Scientists traveled into the forests of northern Laos in the summer of 2020, half a year into the coronavirus pandemic, to catch bats that might harbor close cousins of the pathogen.

They used mist nets and canvas traps to capture the animals as they emerged from nearby caves at night, collected saliva, urine, and feces samples, and then released them back into the darkness.

The fecal samples were found to contain coronaviruses, which the scientists studied in BSL-3 biosafety labs using specialized protective gear and air filters. Virus researchers are ecstatic about the discovery. Some believe that SARS-CoV-2-like viruses are already infecting people on a regular basis, causing only mild and limited outbreaks. However, they believe that under the right conditions, the pathogens could cause a Covid-19-like pandemic.

According to experts, the findings have significant implications for the contentious debate over Covid’s origins. Some have speculated that SARS-remarkable CoV-2’s ability to infect human cells could not have evolved naturally from an animal. The new findings, however, appear to suggest otherwise.

These bat viruses, along with more than a dozen others discovered in recent months in Laos, Cambodia, China, and Thailand, may also aid researchers in forecasting future pandemics. The viruses’ family trees provide clues as to where potentially dangerous strains might be hiding and which animal scientists should look for them in.
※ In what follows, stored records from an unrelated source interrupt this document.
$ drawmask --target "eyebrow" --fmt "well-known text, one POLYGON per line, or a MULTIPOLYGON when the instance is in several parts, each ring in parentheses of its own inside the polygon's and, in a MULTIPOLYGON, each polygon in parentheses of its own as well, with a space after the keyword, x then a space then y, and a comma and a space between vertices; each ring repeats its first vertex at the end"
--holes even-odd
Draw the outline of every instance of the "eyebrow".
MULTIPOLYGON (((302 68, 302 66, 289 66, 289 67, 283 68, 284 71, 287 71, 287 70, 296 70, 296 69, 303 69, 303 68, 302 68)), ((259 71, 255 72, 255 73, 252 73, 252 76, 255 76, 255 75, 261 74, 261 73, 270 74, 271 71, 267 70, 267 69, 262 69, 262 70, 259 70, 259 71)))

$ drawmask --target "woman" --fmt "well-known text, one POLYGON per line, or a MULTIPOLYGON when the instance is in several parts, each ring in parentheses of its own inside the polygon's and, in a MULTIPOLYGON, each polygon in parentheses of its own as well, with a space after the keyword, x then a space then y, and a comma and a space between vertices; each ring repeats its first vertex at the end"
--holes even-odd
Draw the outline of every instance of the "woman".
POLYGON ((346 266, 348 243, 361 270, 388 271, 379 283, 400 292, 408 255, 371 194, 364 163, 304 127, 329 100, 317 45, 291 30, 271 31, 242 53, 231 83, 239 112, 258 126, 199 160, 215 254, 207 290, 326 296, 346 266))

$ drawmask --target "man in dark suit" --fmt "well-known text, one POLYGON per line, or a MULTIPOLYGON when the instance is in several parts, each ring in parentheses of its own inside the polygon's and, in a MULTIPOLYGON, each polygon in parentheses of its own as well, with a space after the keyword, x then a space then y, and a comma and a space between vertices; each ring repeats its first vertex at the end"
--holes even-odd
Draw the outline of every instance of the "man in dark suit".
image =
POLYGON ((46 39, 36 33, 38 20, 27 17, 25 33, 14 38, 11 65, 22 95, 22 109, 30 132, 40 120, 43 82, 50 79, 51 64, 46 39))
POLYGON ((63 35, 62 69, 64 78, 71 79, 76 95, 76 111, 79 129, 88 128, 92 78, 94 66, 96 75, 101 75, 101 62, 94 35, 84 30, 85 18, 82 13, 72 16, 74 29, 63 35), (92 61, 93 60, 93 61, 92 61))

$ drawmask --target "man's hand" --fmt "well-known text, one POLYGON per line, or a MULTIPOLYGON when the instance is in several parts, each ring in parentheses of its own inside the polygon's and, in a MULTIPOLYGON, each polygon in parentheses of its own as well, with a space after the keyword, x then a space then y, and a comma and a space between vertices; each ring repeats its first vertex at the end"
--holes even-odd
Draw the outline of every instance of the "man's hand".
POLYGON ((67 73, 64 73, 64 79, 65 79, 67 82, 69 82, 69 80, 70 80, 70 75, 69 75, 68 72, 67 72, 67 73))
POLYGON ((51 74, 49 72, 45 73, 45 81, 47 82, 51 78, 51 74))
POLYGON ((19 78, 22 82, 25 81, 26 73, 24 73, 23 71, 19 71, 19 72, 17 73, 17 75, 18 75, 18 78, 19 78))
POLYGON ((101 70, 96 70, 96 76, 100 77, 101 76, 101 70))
The US government announced a $125 million project last week to identify thousands of wild viruses in Asia, Latin America, and Africa and assess their risk of spillover. Dr. Eloit predicted that there would be many more SARS-CoV-2 relatives to discover.

When SARS-CoV-2 was discovered, its closest known relative was a bat coronavirus discovered in a mine in southern China’s Yunnan Province in 2016. RaTG13, as it is known, has 96 percent of its genome in common with SARS-CoV-2. Scientists believe RaTG13 and SARS-CoV-2 share a common ancestor that infected bats about 40 years ago based on the mutations carried by each virus.

Both viruses infect cells by attaching to their surface with a molecular hook known as the “receptor-binding domain.” RaTG13’s hook, which was designed to attach to bat cells, can only cling to human cells weakly. The hook of SARS-CoV-2, on the other hand, can clasp cells in the human airway, the first step toward a potentially lethal case of Covid-19.

Wildlife virus experts searched their freezers full of old samples from around the world for other close relatives of SARS-CoV-2. They discovered several coronaviruses with similar characteristics in southern China, Cambodia, and Thailand. The majority came from bats, with a few from pangolins, which are scaly mammals. RaTG13 was the closest relative.

They went to northern Laos, about 150 miles from the mine where Chinese researchers discovered RaTG13. They caught 645 bats from 45 different species over the course of six months. Two dozen coronaviruses were found in the bats, three of which were strikingly similar to SARS-CoV-2, particularly in the receptor-binding domain.

11 of the 17 domain key building blocks in RaTG13 are identical to those in SARS-CoV-2. However, as many as 16 viruses from Laos were identical — the closest match to date.

Dr. Eloit hypothesized that one or more of the coronaviruses could infect humans and cause mild disease. In a separate study, he and colleagues collected blood samples from people who collect bat guano for a living in Laos. Although the Laotians showed no signs of having been infected with SARS-CoV-2, they did carry immune markers known as antibodies that appeared to be caused by a similar virus.

The renewed interest in the pandemic’s origins has focused attention on the precautions that researchers take when studying potentially dangerous viruses. According to a USAID spokesman, scientists will be required to provide a biosafety and biosecurity plan, which will include staff training, guidelines on protective equipment to be worn in the field, and safety measures for lab work, in order to receive DEEP VZN grants.

If scientists discover more SARS-CoV-2 close relatives, it does not necessarily imply that they pose a deadly threat. They may not spread to humans or, as some scientists speculate, may cause only minor outbreaks. There are only seven coronaviruses known to have crossed the species barrier and become well-established human pathogens.